On 4/2/24 at 1330, interview was conducted with Dietary Manager, Staff O, and Staff N. Staff O stated that he has been in his role for 3 months. His duties were to oversee kitchen staff, make sure all orders were placed in timely manner, make sure kitchen was operational, and help where needed as a part of the team. Staff O shared that he preferred hands on approach and to lead by example. When asked about products expiration dates checking process, he stated that dietary staff was responsible to rotate the stock and discard expired products. When asked regarding sandwiches being stored in refrigerators on the units without being marked for expiration dates, Staff O indicated that that issue already had been addressed by dating the outside of the bins in refrigerators. Staff O was queried how staff would know which sandwich had expired, he said they will replace them all with a new expiration date on the bin. When asked about thermometer in a freezer not recording exact temperature, Staff N noted that it had been replaced by facilities maintenance department.

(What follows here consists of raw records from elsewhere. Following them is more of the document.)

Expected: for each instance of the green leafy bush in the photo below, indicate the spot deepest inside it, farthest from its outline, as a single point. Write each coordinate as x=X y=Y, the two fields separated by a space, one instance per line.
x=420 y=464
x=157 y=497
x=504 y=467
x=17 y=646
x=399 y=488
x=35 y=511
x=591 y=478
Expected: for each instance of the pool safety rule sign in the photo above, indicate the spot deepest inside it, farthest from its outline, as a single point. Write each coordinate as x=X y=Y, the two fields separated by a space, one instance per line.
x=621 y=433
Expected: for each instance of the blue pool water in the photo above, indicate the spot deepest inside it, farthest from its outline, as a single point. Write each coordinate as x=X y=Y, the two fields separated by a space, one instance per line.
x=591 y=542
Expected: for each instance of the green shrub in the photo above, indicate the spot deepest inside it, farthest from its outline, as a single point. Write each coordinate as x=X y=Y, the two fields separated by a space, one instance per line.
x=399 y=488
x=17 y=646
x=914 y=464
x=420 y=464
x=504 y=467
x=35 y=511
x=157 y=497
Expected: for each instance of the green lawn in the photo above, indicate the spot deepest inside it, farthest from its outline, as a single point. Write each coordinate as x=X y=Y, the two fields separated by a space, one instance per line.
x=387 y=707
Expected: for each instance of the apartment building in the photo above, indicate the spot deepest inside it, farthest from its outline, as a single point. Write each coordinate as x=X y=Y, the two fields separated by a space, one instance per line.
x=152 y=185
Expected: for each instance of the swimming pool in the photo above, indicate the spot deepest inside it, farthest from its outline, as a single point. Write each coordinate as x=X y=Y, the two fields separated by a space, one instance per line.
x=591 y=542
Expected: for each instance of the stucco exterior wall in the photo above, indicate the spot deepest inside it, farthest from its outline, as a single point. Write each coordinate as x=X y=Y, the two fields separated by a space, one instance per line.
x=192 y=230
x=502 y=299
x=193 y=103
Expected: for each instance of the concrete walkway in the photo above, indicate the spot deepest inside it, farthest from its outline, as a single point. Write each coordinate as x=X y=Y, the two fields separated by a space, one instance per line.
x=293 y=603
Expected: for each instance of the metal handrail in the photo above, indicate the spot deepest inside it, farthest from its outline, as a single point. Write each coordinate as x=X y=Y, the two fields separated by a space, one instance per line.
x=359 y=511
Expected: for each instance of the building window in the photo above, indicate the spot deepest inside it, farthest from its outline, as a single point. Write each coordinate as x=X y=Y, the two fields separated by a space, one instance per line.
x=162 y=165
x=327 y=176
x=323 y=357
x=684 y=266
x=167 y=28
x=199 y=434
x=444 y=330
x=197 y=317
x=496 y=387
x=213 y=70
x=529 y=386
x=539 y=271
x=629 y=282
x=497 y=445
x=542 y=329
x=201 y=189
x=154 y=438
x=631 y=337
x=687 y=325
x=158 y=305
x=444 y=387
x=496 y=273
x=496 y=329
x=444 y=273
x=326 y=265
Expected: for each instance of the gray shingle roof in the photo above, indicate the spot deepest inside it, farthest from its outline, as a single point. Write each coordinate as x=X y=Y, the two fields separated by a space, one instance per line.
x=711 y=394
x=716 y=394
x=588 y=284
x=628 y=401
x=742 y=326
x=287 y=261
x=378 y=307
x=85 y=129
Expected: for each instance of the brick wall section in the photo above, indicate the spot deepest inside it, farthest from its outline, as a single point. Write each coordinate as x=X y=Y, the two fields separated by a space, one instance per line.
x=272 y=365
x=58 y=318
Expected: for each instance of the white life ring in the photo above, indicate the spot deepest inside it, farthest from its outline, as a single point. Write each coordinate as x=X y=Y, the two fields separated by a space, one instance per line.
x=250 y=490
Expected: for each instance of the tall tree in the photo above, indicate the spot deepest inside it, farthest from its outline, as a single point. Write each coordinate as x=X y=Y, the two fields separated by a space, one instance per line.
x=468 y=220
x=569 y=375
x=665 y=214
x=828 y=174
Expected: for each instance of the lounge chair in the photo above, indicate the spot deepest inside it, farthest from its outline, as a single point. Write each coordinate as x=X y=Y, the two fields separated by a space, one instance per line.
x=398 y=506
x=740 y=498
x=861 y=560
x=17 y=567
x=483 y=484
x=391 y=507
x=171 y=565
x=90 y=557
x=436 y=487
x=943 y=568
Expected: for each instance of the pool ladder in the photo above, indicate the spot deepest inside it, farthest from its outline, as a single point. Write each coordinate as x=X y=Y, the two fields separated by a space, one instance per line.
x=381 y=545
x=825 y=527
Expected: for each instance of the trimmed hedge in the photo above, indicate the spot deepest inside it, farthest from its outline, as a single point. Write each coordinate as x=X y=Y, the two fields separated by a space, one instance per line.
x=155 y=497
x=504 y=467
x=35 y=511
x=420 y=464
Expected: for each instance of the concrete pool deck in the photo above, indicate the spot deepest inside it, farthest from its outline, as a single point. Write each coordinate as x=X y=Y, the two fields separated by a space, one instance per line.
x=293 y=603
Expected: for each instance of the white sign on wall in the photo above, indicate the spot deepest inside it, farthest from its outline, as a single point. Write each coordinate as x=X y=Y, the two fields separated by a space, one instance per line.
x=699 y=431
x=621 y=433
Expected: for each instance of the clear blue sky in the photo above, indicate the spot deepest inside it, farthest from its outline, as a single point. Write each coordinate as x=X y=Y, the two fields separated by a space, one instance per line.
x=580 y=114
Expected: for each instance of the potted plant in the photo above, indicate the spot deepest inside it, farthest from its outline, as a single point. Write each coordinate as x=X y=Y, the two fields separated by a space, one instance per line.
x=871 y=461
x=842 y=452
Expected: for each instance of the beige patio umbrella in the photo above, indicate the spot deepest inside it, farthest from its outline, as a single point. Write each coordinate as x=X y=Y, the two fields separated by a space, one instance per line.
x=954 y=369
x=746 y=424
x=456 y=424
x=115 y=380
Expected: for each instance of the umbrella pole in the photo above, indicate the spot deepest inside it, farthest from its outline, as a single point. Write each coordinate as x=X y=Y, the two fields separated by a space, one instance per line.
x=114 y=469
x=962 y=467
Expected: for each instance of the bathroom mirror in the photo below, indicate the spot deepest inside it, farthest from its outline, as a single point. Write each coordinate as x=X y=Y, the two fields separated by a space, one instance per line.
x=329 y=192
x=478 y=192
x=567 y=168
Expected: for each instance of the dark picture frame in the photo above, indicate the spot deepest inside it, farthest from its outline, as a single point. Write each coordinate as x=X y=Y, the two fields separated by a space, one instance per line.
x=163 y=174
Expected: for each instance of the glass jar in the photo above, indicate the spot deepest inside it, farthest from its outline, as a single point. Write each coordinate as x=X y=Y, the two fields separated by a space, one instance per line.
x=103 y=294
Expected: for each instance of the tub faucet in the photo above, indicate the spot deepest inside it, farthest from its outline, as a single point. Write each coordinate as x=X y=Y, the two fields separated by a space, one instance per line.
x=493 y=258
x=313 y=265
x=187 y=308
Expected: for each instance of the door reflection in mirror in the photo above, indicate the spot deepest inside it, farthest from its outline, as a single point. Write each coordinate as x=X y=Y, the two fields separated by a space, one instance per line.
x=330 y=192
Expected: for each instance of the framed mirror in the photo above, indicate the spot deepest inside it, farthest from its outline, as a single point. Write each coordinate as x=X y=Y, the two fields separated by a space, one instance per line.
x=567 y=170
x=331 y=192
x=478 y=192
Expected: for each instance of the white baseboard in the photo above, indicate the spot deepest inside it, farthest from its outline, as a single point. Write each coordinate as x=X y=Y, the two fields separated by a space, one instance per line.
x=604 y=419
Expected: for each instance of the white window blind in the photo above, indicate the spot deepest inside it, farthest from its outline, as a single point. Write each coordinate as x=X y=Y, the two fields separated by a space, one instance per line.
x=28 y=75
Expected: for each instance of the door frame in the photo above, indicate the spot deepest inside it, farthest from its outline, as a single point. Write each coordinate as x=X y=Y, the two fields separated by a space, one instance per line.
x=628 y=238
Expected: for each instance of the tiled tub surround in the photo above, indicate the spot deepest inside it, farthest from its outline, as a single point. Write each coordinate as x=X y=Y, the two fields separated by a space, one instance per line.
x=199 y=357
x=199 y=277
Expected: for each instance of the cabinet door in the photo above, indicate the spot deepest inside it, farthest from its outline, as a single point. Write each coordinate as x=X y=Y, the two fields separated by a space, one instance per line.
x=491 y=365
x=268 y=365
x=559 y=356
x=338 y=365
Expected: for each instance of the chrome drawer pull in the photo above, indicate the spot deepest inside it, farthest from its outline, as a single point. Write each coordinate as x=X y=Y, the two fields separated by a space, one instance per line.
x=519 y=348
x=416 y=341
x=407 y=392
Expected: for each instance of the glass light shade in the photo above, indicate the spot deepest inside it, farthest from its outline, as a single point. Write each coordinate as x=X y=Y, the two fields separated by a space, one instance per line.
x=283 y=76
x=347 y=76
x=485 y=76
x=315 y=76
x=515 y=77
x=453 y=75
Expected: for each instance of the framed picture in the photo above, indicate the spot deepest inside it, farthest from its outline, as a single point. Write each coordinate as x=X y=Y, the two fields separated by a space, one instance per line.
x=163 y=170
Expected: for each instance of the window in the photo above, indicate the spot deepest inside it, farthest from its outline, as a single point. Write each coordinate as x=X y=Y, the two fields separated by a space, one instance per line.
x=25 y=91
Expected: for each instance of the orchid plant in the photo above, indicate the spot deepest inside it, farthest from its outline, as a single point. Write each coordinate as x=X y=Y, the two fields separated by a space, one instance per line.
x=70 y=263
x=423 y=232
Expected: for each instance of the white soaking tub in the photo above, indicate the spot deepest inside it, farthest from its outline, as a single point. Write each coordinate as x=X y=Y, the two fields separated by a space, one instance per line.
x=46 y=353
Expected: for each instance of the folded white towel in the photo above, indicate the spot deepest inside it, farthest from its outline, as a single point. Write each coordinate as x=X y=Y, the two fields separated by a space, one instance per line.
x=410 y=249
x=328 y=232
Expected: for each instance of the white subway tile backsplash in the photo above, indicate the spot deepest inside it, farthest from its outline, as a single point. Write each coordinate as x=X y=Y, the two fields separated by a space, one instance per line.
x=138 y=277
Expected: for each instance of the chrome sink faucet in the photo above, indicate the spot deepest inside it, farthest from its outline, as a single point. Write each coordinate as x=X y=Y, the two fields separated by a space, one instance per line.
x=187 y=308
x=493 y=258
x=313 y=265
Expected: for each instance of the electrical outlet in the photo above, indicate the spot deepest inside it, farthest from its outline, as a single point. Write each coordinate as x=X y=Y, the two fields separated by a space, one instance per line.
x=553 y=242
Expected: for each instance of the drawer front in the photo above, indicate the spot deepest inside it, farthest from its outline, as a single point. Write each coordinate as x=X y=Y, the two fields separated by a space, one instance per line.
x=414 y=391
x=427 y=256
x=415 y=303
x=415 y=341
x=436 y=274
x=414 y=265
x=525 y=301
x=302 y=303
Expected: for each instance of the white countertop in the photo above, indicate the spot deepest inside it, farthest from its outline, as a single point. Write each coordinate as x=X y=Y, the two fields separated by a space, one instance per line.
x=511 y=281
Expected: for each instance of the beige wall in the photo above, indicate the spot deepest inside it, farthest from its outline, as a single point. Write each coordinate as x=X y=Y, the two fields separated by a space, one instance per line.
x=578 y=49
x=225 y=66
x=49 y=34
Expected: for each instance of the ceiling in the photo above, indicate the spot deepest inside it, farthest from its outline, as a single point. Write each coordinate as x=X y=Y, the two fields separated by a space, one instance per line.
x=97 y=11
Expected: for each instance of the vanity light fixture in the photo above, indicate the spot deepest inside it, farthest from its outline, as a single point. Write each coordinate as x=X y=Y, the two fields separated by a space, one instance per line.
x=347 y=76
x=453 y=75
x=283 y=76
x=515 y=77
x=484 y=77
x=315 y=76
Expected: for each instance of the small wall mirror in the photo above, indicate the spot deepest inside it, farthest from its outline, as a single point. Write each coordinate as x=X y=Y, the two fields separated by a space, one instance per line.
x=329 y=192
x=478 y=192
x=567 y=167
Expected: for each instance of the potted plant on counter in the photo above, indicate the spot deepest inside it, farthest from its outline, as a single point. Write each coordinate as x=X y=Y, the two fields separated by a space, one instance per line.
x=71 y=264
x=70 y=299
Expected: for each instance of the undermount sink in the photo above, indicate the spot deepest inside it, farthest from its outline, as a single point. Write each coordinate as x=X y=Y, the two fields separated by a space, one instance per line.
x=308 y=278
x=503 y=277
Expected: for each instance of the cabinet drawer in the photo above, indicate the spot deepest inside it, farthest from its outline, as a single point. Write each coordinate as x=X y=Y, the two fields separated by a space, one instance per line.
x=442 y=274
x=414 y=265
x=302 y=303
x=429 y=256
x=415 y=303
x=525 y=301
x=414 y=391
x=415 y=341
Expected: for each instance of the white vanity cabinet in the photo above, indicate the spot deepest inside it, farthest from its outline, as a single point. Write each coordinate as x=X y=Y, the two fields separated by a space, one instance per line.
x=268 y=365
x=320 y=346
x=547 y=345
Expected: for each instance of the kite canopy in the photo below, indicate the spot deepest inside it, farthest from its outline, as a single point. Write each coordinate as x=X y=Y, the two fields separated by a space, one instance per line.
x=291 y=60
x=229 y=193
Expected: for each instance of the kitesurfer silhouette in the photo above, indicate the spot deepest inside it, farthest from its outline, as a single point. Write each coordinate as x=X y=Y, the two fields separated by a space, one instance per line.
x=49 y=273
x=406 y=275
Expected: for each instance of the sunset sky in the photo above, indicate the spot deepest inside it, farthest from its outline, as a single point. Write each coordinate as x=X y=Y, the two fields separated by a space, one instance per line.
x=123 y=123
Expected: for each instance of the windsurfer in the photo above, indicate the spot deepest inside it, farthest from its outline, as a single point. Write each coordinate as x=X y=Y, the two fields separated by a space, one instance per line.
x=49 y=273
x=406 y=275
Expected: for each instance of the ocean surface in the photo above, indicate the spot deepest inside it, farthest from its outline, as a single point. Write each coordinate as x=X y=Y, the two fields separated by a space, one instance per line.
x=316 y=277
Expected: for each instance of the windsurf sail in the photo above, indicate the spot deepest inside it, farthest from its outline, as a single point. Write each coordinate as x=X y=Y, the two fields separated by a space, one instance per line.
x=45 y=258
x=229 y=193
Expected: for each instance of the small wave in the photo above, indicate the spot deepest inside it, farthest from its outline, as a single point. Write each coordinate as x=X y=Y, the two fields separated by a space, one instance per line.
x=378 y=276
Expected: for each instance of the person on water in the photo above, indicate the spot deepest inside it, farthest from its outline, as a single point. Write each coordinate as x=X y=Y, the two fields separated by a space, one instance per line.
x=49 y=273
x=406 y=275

Facility Food Storage Policy was requested and reviewed on 04/03/24. Policy, effective 11/2018 and revised 11/2022, indicated:

"Dietary will maintain food and supplies in a safe and consistent manner to ensure food safety.
Procedures
1. Frozen and refrigerated items will be labeled, dated with date received, and stored in the appropriate freezer and refrigeration units immediately after delivery.
d) All food items sorted after opening or preparation will be covered, labeled, and dated- both date opened and date to be discarded. All opened perishable food items will be discarded within 72 hours of opening.
f) Any food that is refrigerated and undated is discarded immediately.
i) Do not use any food that has remained out for 2 hours or more.

5. Each refrigerator unit will have an internal thermometer. Temperatures will be checked and recorded daily on the log."

Reviewed Policy did not address faulty thermometers and what actions staff should take if one was discovered to be out of order.